Jeremy: I was watching the taxi.

[On The Stig]
Jeremy: Some say that he has to take his shoes off with an Allen key. And that his new year's resolution is to eat fewer mice. All we know is, he's called The Stig.

[On the Stig]
Jeremy: Some say his new Christmas range of fragrances includes the great smell of Wednesday. And that he was turned down for the job of EU President, because his face is just too recognisable. All we know is he's called The Stig!

[On the Stig]
Jeremy: Some say that he has some terrible plans involving the moon. And that he was turned down for a place on I'm a Celebrity because he is one.

[On the Stig]
Jeremy: Some say that in the autumn, all his arms go brown and fall off. And that if he wrote you a letter of condolence, he would at least get your name right. All we know is, he's called the Stog.
James: You mean the Stig.
Jeremy: That's what I said. I said it!

[On the Stig]
Jeremy: Some say that the drinks cabinet in his car contains fourteen different types of custard. And that while he has been known to leave his house in a bit of a hurry, he's never once hit a fire hydrant. All we know he's called the Stig!

[opening a segment]
Jeremy: What if you're mad? What if you can't walk past a window without being overcome by an uncontrollable urge to lick it?
[laughter]

[Richard Hammond is talking to a number of radio stations near Middlesbrough about himself when he should've publicised the car art exhibition in the Mima gallery, Jeremy Clarkson is listening to this while driving the art car to the Mima gallery and is hysterical with anger]
Jeremy: I'M GOING TO HAVE A HEART ATTACK!
[We switch back to Richard Hammond, he is currently talking about the game show Total Wipeout]
Jeremy: TOTAL WIPEOUT IS JUST IDIOTS FALLING OVER, TALK ABOUT OUR ART EXHIBITION!
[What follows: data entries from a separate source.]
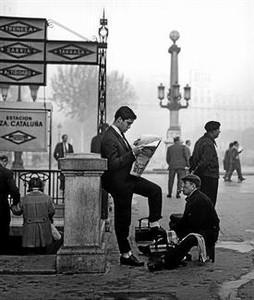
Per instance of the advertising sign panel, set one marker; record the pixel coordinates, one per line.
(23, 129)
(70, 52)
(22, 74)
(14, 50)
(23, 28)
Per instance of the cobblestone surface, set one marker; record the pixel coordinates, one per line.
(193, 282)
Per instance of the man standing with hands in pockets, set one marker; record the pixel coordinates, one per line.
(121, 185)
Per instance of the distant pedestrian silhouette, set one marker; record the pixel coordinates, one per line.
(204, 160)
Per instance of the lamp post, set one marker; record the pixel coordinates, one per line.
(4, 90)
(174, 96)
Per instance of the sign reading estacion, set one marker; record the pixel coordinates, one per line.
(23, 129)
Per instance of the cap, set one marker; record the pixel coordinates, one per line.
(192, 178)
(212, 125)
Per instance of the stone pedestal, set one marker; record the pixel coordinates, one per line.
(83, 249)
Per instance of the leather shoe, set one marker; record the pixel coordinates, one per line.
(144, 250)
(131, 261)
(158, 232)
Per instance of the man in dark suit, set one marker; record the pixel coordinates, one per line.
(7, 187)
(60, 151)
(199, 217)
(62, 148)
(178, 163)
(121, 185)
(204, 160)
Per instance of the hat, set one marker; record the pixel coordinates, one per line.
(212, 125)
(35, 182)
(192, 178)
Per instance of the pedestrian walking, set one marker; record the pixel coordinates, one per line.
(204, 160)
(7, 188)
(121, 185)
(178, 162)
(234, 162)
(60, 151)
(188, 145)
(226, 161)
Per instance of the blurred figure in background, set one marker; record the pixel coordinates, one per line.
(7, 187)
(234, 162)
(178, 162)
(188, 144)
(60, 151)
(204, 160)
(226, 161)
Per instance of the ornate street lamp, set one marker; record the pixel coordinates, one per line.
(4, 90)
(174, 96)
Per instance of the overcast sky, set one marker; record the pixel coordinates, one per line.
(216, 36)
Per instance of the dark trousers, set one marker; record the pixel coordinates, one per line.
(235, 166)
(175, 255)
(122, 205)
(4, 234)
(209, 186)
(171, 177)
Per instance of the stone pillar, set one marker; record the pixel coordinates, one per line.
(83, 250)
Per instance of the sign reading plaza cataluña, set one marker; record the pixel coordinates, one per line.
(24, 126)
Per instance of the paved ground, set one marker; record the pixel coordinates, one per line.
(230, 277)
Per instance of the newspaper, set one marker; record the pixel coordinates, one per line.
(150, 143)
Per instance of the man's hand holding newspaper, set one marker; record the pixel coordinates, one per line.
(144, 148)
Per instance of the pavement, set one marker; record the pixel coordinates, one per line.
(230, 277)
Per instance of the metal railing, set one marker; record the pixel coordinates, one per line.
(51, 179)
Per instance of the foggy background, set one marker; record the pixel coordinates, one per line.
(216, 60)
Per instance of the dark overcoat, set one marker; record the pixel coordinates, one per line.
(7, 187)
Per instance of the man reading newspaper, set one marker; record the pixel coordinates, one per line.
(150, 144)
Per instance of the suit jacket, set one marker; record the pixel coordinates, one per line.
(7, 187)
(117, 178)
(204, 160)
(177, 156)
(199, 217)
(59, 150)
(37, 209)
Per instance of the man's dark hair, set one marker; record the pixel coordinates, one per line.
(212, 125)
(176, 139)
(125, 113)
(4, 157)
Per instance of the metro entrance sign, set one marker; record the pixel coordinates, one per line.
(25, 51)
(22, 51)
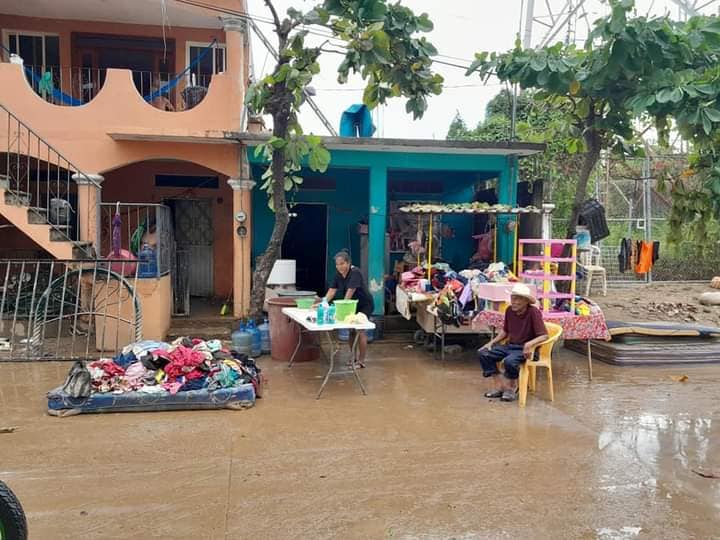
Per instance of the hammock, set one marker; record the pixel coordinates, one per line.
(65, 99)
(172, 83)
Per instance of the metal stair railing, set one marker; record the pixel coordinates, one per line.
(36, 175)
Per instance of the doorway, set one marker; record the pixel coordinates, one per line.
(194, 232)
(151, 60)
(306, 242)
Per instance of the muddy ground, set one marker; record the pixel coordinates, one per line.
(422, 456)
(676, 302)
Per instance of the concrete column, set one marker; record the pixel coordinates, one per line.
(88, 207)
(507, 194)
(236, 64)
(242, 243)
(376, 237)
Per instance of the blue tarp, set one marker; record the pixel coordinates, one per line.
(356, 121)
(59, 403)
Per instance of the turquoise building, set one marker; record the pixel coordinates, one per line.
(365, 177)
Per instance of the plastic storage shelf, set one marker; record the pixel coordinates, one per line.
(547, 294)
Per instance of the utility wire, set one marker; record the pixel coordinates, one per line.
(310, 30)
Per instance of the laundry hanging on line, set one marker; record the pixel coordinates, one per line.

[shouting over the noise of the diesel generator in Geoff Mk II]
Jeremy: So, James, this generator is charging the batteries as we drive along?
[subtitle: So James this generator is charging the batteries as we drive along?]
James: Yeah.
[subtitle: yes]
Richard: Well, that's brilliant! It's a hybrid! We've built a Prius.
[subtitle" This is an appalling racket. We are useless at everything]
Jeremy: You don't think the producers are messing with the subtitles, do you?
[subtitle: I am a big fat bald idiot]
Richard: No, they wouldn't do that!
[subtitle: And I am a short arse]

[Talking about a new F1 team, Manor Grand Prix from near Sheffield]
Richard: I can't wait to see their new car. Don't worry about bothering with all that carbon fibre, I made mine out of steel. Steel!
Jeremy: Stainless steel. [putting on accent] I tell you what, if that Fernando Alonso twats into our car, his Ferrari'll be buggered. I'll tell ye that for nowt.
James: Funny, my dad worked in pit, and now I've got a job in pit.
Jeremy: They're replacing T'oyota and they've sang' Timo Glock, who presumably is currently learning why it's important to punch anyone who looks at 'im funny.

[Talking about the Gallardo Balboni]
Richard: According to Top Gear research, 47% of caravanners enjoy wife swapping. Think what will happen when the keys for this baby come out the pot! Oh, yeah!